Fueron dos las ideas en las que pusimos a trabajar al nuevo Ministerio. En primer lugar la actualización del marco regulatorio del año 1991, que había tenido amplio reconocimiento mundial y permitió la aprobación de numerosos eventos que favorecieron la exportación de granos. Esta conjunción de dirección política y académica-científica posibilitó impulsar un programa de innovación abierta de excelencia como fue el clúster de semillas, que permitió atraer nuevas inversiones en biotecnología.

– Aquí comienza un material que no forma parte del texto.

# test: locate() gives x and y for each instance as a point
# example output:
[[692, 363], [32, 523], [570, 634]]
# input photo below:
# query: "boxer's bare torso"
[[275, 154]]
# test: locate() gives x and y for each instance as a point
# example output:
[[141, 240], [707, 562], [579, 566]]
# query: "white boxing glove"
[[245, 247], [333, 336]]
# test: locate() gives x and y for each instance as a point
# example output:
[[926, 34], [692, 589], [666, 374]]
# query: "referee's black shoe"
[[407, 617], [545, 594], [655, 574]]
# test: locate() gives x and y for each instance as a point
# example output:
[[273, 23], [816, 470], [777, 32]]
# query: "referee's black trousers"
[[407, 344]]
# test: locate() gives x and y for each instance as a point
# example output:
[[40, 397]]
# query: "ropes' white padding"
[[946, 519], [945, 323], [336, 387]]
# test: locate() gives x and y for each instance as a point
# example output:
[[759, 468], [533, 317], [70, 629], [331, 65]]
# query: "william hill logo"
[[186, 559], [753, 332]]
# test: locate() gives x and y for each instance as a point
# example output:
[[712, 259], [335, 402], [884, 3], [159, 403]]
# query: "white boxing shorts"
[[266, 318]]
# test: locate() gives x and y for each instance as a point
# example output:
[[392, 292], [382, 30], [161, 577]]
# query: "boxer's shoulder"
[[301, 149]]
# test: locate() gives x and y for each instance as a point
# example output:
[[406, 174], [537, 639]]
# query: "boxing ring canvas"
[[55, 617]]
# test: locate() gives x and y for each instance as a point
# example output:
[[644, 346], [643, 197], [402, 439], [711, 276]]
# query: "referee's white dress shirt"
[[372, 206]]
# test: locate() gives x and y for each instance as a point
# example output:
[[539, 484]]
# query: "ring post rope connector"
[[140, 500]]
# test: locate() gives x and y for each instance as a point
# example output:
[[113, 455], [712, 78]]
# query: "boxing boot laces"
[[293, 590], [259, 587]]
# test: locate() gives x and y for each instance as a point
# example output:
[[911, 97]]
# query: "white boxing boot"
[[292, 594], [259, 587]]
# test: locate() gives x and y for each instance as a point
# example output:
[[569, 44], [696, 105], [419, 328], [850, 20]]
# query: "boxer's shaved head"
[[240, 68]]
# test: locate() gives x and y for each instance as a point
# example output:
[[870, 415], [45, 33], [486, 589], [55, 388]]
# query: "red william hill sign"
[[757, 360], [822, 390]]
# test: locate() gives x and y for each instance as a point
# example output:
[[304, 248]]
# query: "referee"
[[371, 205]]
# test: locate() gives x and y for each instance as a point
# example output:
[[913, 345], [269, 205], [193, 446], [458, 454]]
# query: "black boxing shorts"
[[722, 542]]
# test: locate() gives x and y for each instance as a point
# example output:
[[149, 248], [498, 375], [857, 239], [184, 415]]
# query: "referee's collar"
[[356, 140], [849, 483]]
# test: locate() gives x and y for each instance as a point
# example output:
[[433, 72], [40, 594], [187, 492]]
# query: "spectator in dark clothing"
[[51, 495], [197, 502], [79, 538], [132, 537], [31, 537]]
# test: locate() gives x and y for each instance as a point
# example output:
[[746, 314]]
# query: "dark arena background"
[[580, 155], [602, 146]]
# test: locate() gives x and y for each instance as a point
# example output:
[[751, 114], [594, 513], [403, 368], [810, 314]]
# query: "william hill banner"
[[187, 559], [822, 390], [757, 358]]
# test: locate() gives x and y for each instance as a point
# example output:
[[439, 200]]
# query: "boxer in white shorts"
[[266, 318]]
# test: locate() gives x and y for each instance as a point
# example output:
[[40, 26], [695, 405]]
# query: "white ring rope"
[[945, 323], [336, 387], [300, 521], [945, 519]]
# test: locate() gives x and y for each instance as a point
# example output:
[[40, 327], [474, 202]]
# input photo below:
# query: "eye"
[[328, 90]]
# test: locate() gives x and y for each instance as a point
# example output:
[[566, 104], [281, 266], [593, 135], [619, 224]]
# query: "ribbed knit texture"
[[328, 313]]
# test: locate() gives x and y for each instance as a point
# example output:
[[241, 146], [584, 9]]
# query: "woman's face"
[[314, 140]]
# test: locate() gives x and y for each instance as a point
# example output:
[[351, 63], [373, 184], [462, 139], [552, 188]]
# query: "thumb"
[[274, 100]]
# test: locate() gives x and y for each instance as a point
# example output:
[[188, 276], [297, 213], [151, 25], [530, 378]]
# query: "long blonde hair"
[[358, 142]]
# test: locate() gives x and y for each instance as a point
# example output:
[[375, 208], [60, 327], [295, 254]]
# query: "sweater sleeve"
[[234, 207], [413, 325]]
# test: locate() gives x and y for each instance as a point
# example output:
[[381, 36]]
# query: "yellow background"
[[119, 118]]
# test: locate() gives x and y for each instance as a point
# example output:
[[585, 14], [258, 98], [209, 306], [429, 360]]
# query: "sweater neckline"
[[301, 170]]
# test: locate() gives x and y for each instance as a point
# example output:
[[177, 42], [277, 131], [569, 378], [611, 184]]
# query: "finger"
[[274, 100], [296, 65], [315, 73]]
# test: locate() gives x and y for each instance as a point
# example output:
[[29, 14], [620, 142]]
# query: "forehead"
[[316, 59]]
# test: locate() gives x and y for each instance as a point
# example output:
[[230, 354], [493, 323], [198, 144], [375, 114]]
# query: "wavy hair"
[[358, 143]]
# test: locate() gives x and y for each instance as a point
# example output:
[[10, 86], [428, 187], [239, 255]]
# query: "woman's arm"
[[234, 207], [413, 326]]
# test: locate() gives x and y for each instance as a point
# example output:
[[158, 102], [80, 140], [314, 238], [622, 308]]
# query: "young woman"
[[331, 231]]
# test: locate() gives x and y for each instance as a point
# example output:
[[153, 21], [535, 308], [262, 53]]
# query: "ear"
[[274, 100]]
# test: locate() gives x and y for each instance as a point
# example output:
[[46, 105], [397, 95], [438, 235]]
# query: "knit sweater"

La segunda idea fue el lanzamiento del Plan Estratégico Agroalimentario “Argentina 2020”, (llevado adelante por el exministro de Agricultura, Norberto Yauhar ) que estuvo integrado por el Consejo Federal de Ministros de 23 provincias; el Consejo Federal de Ciencia y Tecnología; 53 facultades de Agronomía públicas y privadas; diversos organismos como el INTA, el Senasa, la Cepal, la FAO, el Instituto Interamericano de Cooperación para la Agricultura (IICA), y el Programa de las Naciones Unidas para el Desarrollo (PNUD). También participaron el Consejo Federal del Sistema Productivo integrado, por 140 cámaras, y la Mesa de Enlace de ese entonces.
Tras muchas reflexiones y aportes de los actores nacionales de los agronegocios definimos poner el foco de atención en la relación comercial con Brasil. Le propuse al Ministro de Agricultura brasileño fijar una plataforma común frente a los Bric’s, negociar juntos con China, Unión Europea e India, y tener un desembarco común en África.
Con China firmamos en el año 2009 el Memorándum de Entendimiento con nuestra contraparte, la Administración de Granos, sobre la base del respeto a la propiedad intelectual, con quien establecimos grupo de trabajo en biotecnología y semilla.
A diez años de implementadas estas políticas, siguen latentes los objetivos que nos marcamos:
1. Crear alianzas estratégicas para la transferencia de conocimiento, como colaboraciones público-privadas o la creación de una agenda científico- tecnológica asociada a las necesidades que exijan los consumidores.
2. Las alianzas no deben ser pensadas únicamente dentro del territorio nacional, sino también vinculadas con otros actores de la región que permitan construir un portfolio diversificado de alianzas.
3. Detectar y crear nuevos nichos de mercado que protejan dos grandes pilares: la salud humana y el medio ambiente.
4. Estimular la capacidad emprendedora a nivel federal, ya que la mayoría de los proyectos de investigación en Biotecnología se encuentran localizados en Buenos Aires (600), Córdoba (259) y Santa Fe (192). Según estadísticas del Ministerio de Ciencia y Tecnología de 2015, Argentina se ubica entre los 20 primeros países del mundo en número de empresas biotecnológicas.
5. Por último, pero no menos importante, la lucha contra la desinformación.
Hoy nos encontramos frente a la oportunidad histórica de dejar de solo adoptar tecnologías desarrolladas en países centrales, para ser nosotros quienes las desarrollemos y exportemos al mundo entero. Nadie va a alcanzar soluciones para Argentina sino somos nosotros mismos. Por eso entiendo que tres desafíos nos deberán guiar en adelante: la cooperación científica público-privada; garantizar seguridad e inocuidad alimentaria y ambiental; y promover en terceros países los beneficios de la tecnología argentina.
Una nación que apueste hacia el fortalecimiento de la bioeconomía debe pensarse convocando a la unidad. Sabemos que una Argentina que produzca con valor agregado es posible. Los argentinos ya padecimos la sangría productiva e institucional que significó la fuga de cerebros. Por eso, está en nosotros la decisión de defender y capitalizar la soberanía del conocimiento nacional.